A total of 5,140 US products would be subject to additional tariffs of 5%, 10%, 20% and 25%, starting on 1 June, the finance ministry in Beijing said in a Reuters report.
A list of 2,493 US goods would be subject to a 25% tariff including food products such as honey, spirits and virgin olive oil, peanut oil, soyabean oil, sunflower oil, coconut oil and sesame oil.
Other goods attracting a 25% tariff included building materials, consumer goods, transport, electronics, natural resources and chemicals.
“China’s adjustment on additional tariffs is a response to US unilateralism and protectionism,” the finance ministry said. “China hopes the US will get back to the right track of bilateral trade and economic consultations and meet with China halfway.”
The USA and China have been engaged in a trade war since last year, with USA accusing China of discriminatory policies relating to technology and intellectual property.
On 6 July, the USA imposed 25 tariffs on US$34bn worth of Chinese imports containing industrially significant technologies. China responded by slapping on 25% tariffs on the same value of US products, including soyabeans.
In September, US 10% tariffs on US$200bn worth of Chinese imports came into effect including oils and fats products such as soyabean oil, sunflowerseed, rapeseed, animal fats and oils, and various oilseed flour and meal. In response, China imposed 25% tariffs on a wide range of US food products including several edible oils.

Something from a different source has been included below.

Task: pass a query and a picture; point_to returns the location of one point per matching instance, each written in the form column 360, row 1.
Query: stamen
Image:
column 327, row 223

The countries reached a 90-day truce on 1 December but Trump tweeted on 5 May that negotiations between the two countries were proceeding too slowly.
As well as the USA raising tariffs to 25% on the US$200bn worth of Chinese goods on 10 May, the country is also planning to apply 25% tariffs on a further US$325bn worth of Chinese goods.
Meanwhile, the American Soybean Association (ASA) warned that US farmers could not withstand another year in which their most important foreign market continued to slip away and soyabean prices were 20-25% below pre-tariff levels.
“The USA has been at the table with China 11 times now and still has not closed the deal, said ASA president Davie Stephens. “What that means for soyabean growers is that we’re losing. Losing a valuable market, losing stable pricing, losing an opportunity to support our familes and our communities. The sentiment out in farm country is getting grimmer by the day. Our patience is waning, our finances are suffering and the stress from months of living with the consequences of these tariffs is mounting.”